LOL thanks again Eeyore

  I was sticking my hand behind the leather to turn it on.  Old timers is catching up with me


----------



## corkyb (Apr 25, 2009)

Melody, is your case chestnut or dark coffee brown?
It's beautiful


----------



## melodyyyyy (Feb 11, 2009)

Chestnut and I love it!!!


----------



## luvshihtzu (Dec 19, 2008)

I have a couple of Piel Frama leather cases for my iPad and iTouch and they both wrinkle heavily at the fold line.  My iPad case that isn't very old already has two cracks through the leather.  Obviously the case wasn't tested very much before going up for sale.  Wish I had one of these Saddleback ones instead.


----------



## corkyb (Apr 25, 2009)

Eeyore and Melodyy,
Just checking in to see if you still love this case?  I have a gift certificate for SBL and am trying to decide if I should buy this case or not.  Eeyore is the typing height holding up for you?  Can you use it that way on your lap comfortably?


----------



## Eeyore (Jul 16, 2009)

Hi corkyb !

I have been using this case almost continuously since it arrived. Also took it on a Thanksgiving trip cross-State to see my eldest son's family. Still love it and the typing height has not been compromised. However, the leather does show scratches very easily (chestnut color) and please remember that *the total weight with iPad enclosed is a whopping 2 pounds 6.8 ounces.*

I remember in previous posts on covers that you did not want an iPad case that was too heavy, and this is the heaviest case I have ever come across. It also offers the most elegant protection, imho.

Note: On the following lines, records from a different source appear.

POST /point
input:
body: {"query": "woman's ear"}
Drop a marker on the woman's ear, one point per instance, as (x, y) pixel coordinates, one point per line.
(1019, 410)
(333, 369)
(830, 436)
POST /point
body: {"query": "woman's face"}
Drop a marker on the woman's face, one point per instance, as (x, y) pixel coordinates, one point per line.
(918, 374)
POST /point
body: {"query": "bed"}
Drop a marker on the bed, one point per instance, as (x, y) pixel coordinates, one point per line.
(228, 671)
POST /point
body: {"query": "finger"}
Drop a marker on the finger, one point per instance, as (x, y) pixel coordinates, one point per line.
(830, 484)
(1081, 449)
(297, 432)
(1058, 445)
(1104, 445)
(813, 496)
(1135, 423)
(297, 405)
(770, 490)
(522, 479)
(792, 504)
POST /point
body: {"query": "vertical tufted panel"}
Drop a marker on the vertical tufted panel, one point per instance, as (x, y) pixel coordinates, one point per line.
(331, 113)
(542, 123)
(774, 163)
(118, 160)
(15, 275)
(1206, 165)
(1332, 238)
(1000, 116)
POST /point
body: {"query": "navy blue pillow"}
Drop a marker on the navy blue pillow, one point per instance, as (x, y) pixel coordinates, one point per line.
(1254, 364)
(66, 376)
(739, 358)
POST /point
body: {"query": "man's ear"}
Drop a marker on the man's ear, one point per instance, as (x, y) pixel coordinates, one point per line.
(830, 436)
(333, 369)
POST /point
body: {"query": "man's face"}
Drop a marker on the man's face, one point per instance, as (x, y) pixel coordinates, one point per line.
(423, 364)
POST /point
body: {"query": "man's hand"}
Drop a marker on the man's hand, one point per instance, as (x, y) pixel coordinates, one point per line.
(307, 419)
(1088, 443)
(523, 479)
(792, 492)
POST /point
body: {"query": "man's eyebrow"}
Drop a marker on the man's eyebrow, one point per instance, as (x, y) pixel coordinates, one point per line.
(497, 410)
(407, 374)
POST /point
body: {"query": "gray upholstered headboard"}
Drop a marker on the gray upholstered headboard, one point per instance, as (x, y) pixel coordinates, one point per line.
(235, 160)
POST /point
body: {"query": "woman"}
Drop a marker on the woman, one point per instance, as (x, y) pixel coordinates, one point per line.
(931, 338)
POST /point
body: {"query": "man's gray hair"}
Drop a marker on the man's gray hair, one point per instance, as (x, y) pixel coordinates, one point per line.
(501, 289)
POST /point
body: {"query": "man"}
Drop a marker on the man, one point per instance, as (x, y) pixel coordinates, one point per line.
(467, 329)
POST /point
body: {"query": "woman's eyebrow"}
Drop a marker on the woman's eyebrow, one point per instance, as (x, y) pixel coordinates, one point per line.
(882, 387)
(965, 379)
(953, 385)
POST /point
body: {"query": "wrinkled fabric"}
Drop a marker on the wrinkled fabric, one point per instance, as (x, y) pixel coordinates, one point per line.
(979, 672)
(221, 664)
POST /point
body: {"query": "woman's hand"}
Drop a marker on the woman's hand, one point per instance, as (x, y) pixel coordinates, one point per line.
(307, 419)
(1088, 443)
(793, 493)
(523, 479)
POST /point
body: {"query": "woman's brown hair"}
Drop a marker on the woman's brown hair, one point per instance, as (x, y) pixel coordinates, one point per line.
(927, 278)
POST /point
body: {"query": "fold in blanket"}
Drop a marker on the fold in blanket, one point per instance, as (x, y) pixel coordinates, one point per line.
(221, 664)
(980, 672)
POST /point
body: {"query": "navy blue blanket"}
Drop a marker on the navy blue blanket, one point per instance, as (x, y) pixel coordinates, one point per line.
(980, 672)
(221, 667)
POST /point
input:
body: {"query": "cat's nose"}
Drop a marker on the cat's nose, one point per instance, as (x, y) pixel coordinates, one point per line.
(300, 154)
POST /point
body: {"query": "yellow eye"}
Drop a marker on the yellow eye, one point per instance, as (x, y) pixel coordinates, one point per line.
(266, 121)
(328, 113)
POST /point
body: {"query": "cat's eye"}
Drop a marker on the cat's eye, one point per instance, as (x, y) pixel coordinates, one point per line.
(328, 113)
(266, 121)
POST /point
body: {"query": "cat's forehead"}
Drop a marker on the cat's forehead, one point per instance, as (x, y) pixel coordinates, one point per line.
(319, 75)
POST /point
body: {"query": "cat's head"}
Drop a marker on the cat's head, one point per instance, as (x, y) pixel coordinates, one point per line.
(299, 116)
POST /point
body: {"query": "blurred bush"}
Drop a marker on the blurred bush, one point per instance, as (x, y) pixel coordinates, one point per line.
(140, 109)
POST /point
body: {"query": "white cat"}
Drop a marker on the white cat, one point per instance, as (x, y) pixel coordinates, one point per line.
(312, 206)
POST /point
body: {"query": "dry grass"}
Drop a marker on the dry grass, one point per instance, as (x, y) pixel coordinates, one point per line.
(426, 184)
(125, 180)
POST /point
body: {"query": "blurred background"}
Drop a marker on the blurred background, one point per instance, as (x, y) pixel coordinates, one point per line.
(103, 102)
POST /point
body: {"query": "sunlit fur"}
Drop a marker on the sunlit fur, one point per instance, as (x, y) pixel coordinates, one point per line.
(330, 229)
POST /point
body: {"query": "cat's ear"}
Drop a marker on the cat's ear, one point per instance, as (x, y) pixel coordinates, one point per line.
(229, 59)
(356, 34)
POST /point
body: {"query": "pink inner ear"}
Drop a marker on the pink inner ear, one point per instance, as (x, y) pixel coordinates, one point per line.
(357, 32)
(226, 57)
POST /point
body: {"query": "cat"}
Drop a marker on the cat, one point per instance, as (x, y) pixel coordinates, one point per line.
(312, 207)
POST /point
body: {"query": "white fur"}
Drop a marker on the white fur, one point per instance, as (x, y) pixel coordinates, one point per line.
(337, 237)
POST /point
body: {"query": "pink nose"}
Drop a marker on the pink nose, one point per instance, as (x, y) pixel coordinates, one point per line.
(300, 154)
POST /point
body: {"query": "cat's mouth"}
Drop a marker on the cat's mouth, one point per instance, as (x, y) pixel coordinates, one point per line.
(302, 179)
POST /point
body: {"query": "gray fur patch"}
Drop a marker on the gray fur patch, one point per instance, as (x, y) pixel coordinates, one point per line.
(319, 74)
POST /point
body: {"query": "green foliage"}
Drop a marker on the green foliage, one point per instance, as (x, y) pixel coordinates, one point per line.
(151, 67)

As far as typing goes, 99% of my typing with the iPad is at a desk with the Apple Bluetooth keyboard. The few times that I have used the iPad touch keyboard is when I am watching television and for me, it is comfortable typing with the elevated SB case in my lap. Only you (corkyb) will know if the angle of the stand is acceptable to you, since it doesn't adjust.

Best Wishes!


----------



## melodyyyyy (Feb 11, 2009)

I still love my Saddleback iPad case.  It is heavy but it is very pretty. I love holding it. Trying to type in this case is not easy. The case will not stand up so you can type on it.


----------



## corkyb (Apr 25, 2009)

Really?  it won't stand to type on it?  If that is true, I won't be buying it.  Did you tuck in the straps the way Eeyore shows in his pictures?  I am interested in hearing more about this.  Is yours too soft to stand up when you do that?


----------



## Eeyore (Jul 16, 2009)

melodyyyyy said:


> I still love my Saddleback iPad case. It is heavy but it is very pretty. I love holding it. Trying to type in this case is not easy. The case will not stand up so you can type on it.


melodyyyyy, take a look at this youtube video produced by Saddleback Leather that shows all the features of the iPad case. It also shows how to stand-up the case for typing on it.

http://www.youtube.com/watch?v=KGg1fLP1a5o

Best Wishes!


----------



## melodyyyyy (Feb 11, 2009)

I did watch the video.  My straps are now broken in and it will no longer support the weight of the ipad in the typing position. What I have been doing is laying a water bottle between the flaps
when I am going to be typing. Without the water bottle the case lays almost complete flat when I am trying to type. Even with the straps connected like in your pictures. The video on YouTube tells you that will happen one it is broken in. If I had not invested so muc money in this case I would be looking for another but the budget. Will not allow for that now


----------



## corkyb (Apr 25, 2009)

I guess that seals the deal for me.  I won't be buying a SB case.  I have a $280 credit with them so I have to decide what i want.  Off to look at the tote.


----------



## skyblue (Dec 23, 2009)

The collapsing straps would be a definite deal breaker for me, too, corkyb.  Have fun choosing some other lovely bag!


----------